PROJECT SUMMARY
Alternative splicing (AS) is a fundamental cellular process that regulates 95% of multi-exon genes to diversify
protein output and define cell-type specific functions. Both constitutive splicing and AS are controlled by
combinations of cis-acting pre-messenger RNA sequences (pre-mRNA) and trans-acting RNA-binding proteins
(RBPs). Therefore, defects in splicing regulatory RNA sequence or RBPs can be highly disruptive to basic cellular
activities and often lead to disease, especially neurological and muscular disorders and cancer. While the
constitutive splicing code is well established, the AS code is more complicated and, thus, poorly understood.
This proposal integrates multiple cutting-edge approaches to take an RBP-centric view of AS to study both cis
genetic variants and trans RBP expression effects on RBP binding and splicing outcome. While thousands of
non-coding genetic variants are associated with splicing variation, and are thus termed putative splicing
quantitative trait loci (sQTLs), the causal variants and their molecular effects, such as RBP binding, are largely
unclear. Aim 1 will address this gap by integrating RBP-focused experiments, allele-specific genomics, and state-
of-the-art machine learning predictive models to characterize an important category of functional, cis non-coding
variants that alter RBP binding. Importantly, I will take a unique approach to include these allele-specific RBP
binding data as additional training data for our Convolutional Neural Net model. Model output is expected to
much more accurately predict functional RBP binding effects of even a single nucleotide change in sequence,
enabling improved interpretation of sQTLs. In addition to genetic variant effects, changes in RBP expression can
have amplified downstream effects on RNA splicing. Interestingly, ~86% of RBP genes can be expressed as
more than one splice isoform, but most studies to date have ignored RBP isoform-specific abundance and
function. Aim 2 will provide foundational experiments to understand differential RBP isoform effects by using a
novel approach to knockdown RBP isoforms by targeting Cas13 to unique exon junctions. Data from downstream
assays that assess changes in RBP binding, splicing, and RNA localization will be integrated to construct the
most comprehensive RBP regulatory networks to date. Results from both aims are essential to mechanistically
link RNA sequence and RBP binding to splicing outcome and, ultimately, to phenotype and disease.
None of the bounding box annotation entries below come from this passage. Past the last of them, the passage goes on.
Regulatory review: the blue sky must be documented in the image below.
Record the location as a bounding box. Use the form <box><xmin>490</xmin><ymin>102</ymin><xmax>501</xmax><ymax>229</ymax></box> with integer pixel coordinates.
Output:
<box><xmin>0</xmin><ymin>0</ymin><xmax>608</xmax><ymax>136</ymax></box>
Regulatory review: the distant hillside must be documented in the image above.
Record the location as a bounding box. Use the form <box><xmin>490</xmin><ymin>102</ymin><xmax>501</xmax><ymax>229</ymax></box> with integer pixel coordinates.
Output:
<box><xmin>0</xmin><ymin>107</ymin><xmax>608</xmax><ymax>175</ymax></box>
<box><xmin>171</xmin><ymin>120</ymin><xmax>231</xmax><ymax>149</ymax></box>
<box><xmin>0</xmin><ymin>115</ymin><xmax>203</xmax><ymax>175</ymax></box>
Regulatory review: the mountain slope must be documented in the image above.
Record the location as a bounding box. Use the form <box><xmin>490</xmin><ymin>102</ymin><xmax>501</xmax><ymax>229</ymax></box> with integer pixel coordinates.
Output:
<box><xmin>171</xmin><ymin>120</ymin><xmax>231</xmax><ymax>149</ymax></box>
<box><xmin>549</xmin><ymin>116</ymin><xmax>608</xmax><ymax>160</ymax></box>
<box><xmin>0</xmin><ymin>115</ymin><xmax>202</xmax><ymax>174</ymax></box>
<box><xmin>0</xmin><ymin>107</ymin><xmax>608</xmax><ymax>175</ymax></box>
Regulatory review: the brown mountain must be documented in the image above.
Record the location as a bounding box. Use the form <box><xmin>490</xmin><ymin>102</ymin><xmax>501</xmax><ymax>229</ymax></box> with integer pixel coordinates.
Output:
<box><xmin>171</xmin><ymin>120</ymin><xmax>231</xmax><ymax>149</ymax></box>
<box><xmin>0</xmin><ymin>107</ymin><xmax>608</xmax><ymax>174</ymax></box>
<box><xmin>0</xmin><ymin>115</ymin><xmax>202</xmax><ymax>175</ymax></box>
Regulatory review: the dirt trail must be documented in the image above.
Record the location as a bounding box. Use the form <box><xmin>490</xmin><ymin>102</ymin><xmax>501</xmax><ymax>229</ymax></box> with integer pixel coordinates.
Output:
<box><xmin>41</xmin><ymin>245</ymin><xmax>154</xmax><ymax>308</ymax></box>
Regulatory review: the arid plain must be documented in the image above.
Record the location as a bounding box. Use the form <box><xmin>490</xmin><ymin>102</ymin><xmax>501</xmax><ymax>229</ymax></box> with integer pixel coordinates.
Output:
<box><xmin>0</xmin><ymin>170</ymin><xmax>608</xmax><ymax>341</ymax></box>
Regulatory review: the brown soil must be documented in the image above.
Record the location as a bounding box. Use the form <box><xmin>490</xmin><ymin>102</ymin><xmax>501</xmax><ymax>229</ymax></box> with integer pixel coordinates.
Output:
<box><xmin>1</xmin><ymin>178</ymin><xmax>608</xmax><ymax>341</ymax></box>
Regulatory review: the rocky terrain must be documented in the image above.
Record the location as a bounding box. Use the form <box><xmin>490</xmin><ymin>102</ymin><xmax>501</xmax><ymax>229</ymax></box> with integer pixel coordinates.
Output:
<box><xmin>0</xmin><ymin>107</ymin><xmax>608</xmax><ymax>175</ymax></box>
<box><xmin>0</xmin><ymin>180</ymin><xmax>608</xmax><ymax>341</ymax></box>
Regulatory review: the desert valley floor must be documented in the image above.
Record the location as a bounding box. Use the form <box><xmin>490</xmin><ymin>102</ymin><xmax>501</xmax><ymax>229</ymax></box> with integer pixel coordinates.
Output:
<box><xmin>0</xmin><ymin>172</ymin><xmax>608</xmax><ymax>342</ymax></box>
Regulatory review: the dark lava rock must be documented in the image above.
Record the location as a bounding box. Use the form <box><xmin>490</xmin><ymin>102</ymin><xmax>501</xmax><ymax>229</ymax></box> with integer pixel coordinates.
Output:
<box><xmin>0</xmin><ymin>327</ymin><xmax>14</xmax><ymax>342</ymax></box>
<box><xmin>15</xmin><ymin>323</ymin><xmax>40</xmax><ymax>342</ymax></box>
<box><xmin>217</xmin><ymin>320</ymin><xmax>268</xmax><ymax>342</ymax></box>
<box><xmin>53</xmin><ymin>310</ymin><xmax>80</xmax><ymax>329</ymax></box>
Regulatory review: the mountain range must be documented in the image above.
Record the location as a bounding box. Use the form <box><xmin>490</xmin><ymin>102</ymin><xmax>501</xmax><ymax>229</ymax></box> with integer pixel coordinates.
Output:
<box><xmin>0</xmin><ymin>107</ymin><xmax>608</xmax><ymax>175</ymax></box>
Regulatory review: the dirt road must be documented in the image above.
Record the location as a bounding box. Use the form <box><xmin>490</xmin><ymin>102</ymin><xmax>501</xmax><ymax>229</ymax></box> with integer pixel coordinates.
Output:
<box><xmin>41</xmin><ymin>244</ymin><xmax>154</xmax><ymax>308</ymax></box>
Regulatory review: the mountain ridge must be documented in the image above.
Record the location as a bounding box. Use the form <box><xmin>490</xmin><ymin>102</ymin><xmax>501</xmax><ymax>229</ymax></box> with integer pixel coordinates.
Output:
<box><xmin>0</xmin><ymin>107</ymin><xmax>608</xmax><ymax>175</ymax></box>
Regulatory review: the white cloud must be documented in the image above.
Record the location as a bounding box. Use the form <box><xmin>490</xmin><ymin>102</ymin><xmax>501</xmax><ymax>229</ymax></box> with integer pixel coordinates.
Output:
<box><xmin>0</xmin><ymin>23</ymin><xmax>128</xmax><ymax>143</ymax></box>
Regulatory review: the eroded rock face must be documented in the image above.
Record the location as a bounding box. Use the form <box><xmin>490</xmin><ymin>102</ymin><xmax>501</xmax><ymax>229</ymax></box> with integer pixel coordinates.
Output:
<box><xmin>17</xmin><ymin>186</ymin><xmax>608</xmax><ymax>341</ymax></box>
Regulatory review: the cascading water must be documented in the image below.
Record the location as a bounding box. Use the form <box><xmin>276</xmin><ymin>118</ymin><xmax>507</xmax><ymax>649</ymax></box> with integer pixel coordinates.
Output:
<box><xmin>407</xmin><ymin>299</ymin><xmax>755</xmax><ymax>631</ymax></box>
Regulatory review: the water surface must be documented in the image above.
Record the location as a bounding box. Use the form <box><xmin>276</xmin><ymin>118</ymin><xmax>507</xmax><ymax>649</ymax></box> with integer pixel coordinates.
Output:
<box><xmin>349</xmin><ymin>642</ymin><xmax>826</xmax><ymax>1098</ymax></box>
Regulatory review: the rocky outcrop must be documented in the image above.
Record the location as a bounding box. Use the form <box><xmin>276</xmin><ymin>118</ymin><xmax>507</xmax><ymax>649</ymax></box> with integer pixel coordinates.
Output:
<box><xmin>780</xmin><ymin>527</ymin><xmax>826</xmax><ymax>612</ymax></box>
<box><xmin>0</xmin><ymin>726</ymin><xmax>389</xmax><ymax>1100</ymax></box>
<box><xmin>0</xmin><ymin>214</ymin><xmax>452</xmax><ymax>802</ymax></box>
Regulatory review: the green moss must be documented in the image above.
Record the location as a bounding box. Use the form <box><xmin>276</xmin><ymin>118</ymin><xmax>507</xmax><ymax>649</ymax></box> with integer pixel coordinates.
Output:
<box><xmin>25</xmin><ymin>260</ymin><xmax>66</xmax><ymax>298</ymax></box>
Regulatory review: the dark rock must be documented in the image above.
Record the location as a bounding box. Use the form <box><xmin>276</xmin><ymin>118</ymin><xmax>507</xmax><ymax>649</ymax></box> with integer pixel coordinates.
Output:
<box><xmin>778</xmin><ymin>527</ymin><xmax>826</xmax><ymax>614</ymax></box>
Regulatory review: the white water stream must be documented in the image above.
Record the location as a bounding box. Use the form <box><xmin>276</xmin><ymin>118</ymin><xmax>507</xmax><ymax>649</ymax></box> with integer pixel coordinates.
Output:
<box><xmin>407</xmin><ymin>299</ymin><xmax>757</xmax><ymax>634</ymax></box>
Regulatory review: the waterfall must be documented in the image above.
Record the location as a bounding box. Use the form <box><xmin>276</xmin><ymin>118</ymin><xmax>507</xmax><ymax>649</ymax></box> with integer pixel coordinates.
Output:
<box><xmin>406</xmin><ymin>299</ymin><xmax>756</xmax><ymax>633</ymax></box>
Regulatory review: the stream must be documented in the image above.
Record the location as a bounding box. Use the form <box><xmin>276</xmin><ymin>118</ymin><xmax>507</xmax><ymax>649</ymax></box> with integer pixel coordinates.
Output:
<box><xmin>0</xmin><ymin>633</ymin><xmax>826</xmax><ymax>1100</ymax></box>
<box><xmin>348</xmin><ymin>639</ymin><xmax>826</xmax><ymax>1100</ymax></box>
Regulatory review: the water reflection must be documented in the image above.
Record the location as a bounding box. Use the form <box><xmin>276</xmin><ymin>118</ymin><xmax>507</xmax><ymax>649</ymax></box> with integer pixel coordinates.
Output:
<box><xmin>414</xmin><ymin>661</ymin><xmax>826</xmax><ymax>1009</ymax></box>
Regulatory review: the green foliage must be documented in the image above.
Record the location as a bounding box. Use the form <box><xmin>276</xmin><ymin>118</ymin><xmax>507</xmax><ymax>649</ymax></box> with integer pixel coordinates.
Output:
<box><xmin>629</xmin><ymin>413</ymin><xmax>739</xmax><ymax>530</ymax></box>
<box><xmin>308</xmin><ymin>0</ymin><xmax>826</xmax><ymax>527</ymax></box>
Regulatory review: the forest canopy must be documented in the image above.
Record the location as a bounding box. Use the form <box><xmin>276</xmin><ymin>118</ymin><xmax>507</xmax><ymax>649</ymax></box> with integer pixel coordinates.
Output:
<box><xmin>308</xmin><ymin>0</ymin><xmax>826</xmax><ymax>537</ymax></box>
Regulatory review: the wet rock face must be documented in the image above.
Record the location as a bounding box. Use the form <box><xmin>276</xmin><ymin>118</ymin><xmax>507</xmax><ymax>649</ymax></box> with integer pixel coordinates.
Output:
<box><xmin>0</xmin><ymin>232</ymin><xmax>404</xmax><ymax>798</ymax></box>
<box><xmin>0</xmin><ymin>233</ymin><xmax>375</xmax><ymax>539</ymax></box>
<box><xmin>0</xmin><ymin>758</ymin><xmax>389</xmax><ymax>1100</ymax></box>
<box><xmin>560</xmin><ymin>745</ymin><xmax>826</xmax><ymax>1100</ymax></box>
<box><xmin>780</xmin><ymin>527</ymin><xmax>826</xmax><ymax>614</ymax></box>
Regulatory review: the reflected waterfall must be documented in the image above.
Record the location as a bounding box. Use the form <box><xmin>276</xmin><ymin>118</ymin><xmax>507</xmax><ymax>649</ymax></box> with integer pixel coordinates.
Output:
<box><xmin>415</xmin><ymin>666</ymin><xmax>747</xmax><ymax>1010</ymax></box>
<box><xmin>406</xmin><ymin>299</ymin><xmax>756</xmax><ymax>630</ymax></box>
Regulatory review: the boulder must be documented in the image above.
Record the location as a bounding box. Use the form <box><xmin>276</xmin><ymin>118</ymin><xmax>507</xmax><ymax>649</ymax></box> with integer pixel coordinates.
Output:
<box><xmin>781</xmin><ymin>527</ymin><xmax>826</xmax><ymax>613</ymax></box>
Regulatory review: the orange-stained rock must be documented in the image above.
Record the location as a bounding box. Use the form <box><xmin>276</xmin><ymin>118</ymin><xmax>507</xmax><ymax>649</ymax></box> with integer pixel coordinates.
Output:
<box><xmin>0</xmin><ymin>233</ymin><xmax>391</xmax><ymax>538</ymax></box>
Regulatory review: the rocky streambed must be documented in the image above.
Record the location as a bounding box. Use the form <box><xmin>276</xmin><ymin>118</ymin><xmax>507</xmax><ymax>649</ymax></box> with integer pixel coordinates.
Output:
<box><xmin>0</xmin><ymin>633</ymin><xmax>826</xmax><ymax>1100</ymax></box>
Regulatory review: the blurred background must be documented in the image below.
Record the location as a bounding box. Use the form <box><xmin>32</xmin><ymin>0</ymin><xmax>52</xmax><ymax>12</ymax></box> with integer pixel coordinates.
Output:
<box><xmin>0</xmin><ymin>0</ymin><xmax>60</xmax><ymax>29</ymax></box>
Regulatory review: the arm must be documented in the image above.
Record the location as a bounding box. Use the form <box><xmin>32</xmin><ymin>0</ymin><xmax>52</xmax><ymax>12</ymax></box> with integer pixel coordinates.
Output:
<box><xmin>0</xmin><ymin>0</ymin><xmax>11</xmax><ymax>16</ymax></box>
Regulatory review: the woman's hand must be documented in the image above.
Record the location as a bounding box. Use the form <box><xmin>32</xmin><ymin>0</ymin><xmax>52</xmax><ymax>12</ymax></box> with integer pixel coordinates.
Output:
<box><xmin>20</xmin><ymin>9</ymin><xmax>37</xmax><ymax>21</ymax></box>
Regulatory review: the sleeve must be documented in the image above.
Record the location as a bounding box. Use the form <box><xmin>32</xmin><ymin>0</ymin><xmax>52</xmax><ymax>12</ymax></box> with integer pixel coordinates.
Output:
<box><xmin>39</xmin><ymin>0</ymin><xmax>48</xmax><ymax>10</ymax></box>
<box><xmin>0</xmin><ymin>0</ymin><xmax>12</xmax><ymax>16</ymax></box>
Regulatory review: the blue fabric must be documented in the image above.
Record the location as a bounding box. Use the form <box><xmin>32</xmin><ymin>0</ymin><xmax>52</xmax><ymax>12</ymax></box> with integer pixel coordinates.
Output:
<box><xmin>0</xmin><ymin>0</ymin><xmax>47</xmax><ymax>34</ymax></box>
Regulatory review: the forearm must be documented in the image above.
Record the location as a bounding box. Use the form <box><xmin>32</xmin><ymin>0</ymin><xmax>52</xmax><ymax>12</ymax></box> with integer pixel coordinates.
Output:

My long-term goal is to become a principal investigator, where I will continue to leverage molecular biology,
machine learning, and statistical genetics to answer unique questions about RNA-mediated associations
between non-coding sequence and cellular and disease phenotype. The research and training plans proposed
here are strategically tailored to provide ample opportunities to learn and apply machine learning and statistical
genetics methods that complement my former PhD training in molecular biology and genomics. My sponsor, co-
sponsor, and collaborators at the NYGC are committed to providing the scientific expertise, computational
training, and career development mentoring to ensure the successful achievement of my goals.